I received a review copy of Missional Preaching, by Al Tizon, from Judson Press recently. I found it a valuable resource for preachers who are attempting to present the broad range of the gospel in their preaching. I'm not a big fan of the word "missional," to tell the truth. It seems like a buzzword, often used by denominations who are frantic to turn around dying churches. As Tizon himself points out parenthetically, the word itself may have been overused, and is not always used in the same way. But Tizon gives the word breadth and depth.

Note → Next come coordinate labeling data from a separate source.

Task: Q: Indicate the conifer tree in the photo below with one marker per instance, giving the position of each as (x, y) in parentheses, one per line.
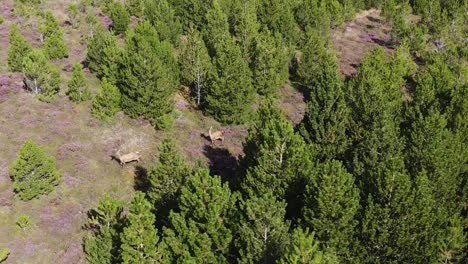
(106, 103)
(103, 55)
(140, 237)
(34, 172)
(230, 93)
(40, 77)
(195, 64)
(199, 229)
(149, 76)
(303, 249)
(270, 63)
(120, 18)
(331, 207)
(78, 88)
(103, 246)
(162, 17)
(55, 47)
(18, 49)
(324, 124)
(262, 230)
(276, 158)
(167, 178)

Tizon is Associate Professor of Holistic Ministry (a great title!) at Palmer Theological Seminary near Philadelphia. He's an evangelical with a passion for the whole gospel. There's something here to challenge (or offend...) all across the spectrum, not necessarily a bad thing. Those on the more conservative side may balk at his powerful commitment to the social element of the gospel or his opposition to capital punishment. Those on the more liberal side, may not like his defense of the particularity of the gospel or his anti-abortion stance. I hesitate to pull out these traditional right/left litmus-test issues, but I do so to show the range of issues he discusses in the book. This book is an illustration of the way some of the old dichotomies are breaking down, for the good of the church.

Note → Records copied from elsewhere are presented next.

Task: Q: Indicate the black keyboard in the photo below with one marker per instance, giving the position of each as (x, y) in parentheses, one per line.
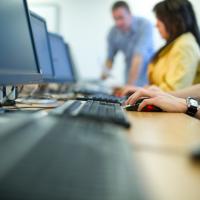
(67, 158)
(88, 92)
(104, 98)
(107, 112)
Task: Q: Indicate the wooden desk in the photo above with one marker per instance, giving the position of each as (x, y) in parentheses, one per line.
(169, 133)
(161, 144)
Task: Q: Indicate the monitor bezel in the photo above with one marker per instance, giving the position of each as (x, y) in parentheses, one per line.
(68, 50)
(46, 78)
(57, 79)
(20, 79)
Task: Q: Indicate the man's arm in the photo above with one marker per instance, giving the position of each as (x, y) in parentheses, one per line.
(112, 51)
(193, 91)
(135, 68)
(107, 69)
(141, 48)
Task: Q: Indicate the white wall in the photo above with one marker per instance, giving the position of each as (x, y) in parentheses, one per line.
(85, 24)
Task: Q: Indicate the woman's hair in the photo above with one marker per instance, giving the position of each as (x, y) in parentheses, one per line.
(178, 17)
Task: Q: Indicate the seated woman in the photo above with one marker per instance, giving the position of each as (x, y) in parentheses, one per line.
(177, 64)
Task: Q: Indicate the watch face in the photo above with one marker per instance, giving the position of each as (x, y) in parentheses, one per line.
(194, 103)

While I don't always agree with Tizon on the issues, I found it inspiring to take in the breadth of his vision for the mission of the church. He addresses cross-cultural connection, a called-out church, holistic transformation, justice anrd reconciliation, stewardship not only of our finances but of the planet, life and peace and the uniqueness of Christ. He includes after each chapter a sample sermon on the topic at hand by preachers such as Shane Claiborne and Ron Sider, to mention the ones I was familiar with. The sermons are fine examples of broadly mission-oriented evangelical preaching.
I can just about guarantee you won't like everything in this book. I think that's a good thing, and I recommend the book. It will make you think, and examine your preaching for its relevance to the world we live in.